The current hypothesis proposes that dna-dsb repair is mediated by dna-pk via the nehj mechanism and occurs predominantly in the G2/M phase of the cell cycle12. The resulting G2/M accumulation observed in the combination of radiation and NU7026 is congruent with previous studies combining NU7026 with chlorambucil or etoposide12,18,19. The contribution of apoptosis to cytotoxicity in solid tumours is usually small, unlike that in hematogenous tumour models. Our apoptosis assay demonstrated a slight but statistically significant increase (8.54%) in the apoptosis level for cells receiving radiation and NU7026 than for cells receiving radiation alone. That observation suggests that the method of cell death might only in part be attributable to apoptosis, and that another mechanism, such as mitotic catastrophe, might contribute to the increased cell killing observed in the clonogenic assays.

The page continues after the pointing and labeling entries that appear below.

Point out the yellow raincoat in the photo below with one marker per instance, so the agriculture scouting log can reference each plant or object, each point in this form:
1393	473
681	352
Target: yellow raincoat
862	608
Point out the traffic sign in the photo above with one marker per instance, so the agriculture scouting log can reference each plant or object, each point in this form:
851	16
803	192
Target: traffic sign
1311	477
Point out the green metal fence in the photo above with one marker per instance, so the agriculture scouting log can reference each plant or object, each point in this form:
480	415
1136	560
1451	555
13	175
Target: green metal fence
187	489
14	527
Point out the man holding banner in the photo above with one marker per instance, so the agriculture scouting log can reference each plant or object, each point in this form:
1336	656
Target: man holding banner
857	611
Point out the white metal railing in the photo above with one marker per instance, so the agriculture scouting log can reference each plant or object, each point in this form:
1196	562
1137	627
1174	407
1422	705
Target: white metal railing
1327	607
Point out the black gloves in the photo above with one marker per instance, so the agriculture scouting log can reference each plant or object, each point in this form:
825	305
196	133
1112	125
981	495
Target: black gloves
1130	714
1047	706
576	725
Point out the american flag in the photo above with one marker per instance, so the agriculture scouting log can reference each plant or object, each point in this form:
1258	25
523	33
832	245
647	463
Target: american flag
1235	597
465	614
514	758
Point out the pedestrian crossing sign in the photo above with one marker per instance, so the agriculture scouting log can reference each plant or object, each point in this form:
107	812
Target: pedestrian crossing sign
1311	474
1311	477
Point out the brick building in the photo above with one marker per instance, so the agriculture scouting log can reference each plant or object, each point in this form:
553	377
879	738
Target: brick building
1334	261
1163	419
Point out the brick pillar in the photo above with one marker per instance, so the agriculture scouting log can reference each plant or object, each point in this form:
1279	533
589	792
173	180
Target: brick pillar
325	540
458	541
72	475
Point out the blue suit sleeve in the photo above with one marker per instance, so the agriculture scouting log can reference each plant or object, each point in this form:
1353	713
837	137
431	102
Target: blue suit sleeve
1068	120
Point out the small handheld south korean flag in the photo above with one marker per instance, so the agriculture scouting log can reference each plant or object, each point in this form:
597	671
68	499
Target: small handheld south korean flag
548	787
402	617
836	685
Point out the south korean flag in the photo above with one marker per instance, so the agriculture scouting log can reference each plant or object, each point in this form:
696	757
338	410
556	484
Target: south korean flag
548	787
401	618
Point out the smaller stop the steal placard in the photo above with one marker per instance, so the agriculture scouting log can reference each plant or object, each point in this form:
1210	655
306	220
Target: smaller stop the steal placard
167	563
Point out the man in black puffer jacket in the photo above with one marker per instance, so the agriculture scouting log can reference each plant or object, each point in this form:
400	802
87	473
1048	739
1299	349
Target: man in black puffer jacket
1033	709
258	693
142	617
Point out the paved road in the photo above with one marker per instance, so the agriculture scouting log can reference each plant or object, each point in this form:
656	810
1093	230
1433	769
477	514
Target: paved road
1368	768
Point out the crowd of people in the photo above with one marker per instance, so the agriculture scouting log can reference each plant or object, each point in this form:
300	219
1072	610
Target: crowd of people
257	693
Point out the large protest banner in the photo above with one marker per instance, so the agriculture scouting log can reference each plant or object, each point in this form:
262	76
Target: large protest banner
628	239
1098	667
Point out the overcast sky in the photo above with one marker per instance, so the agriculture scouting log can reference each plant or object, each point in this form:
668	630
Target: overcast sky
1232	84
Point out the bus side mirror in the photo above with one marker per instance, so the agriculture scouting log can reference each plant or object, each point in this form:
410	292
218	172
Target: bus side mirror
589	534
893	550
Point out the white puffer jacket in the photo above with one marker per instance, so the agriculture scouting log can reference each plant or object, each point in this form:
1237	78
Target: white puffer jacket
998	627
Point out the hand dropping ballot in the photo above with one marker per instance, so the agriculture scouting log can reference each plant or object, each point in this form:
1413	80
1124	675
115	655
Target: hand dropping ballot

Our results suggest an increase in cell kill when gastric cancer cells are exposed to both radiation and dna-pk inhibition by NU7026. These findings represent a novel way of increasing the efficacy of irradiation on dna dsb and cell death. However, there is room to further evaluate mechanisms of dna dsb repair and to further characterize the modes of cell death in gastric cancer cells. NU7026 is not a tumour-specific dna-pk inhibitor; any effect on dna dsb and cell kill would also affect normal tissue. To increase the therapeutic index of this drug, it might be necessary to combine dna-pk inhibition with very conformal methods of radiation delivery such as stereotactic radiosurgery or brachytherapy. Another method might be to combine dna-pk inhibitors with targeted drug delivery systems.

5. CONCLUSIONS

Our study showed that a dna-pk inhibitor, NU7026, can be used to enhance radiation-induced cytotoxicity in a sequence-dependent manner by increasing the levels of dna damage and cell-cycle arrest in G2/M. These results set the premise for further investigation into the molecular mechanisms underlying the observed effect and for a demonstration of the efficacy of this novel type of combination in vivo.

6. ACKNOWLEDGMENTS

We thank the Canadian Association for Radiation Oncology for financial support (razcer 2009 grant), and Beatrice Fournier for revision of the manuscript.

7. CONFLICT OF INTEREST DISCLOSURES

The authors do not have a financial relationship with the organization that sponsored the research.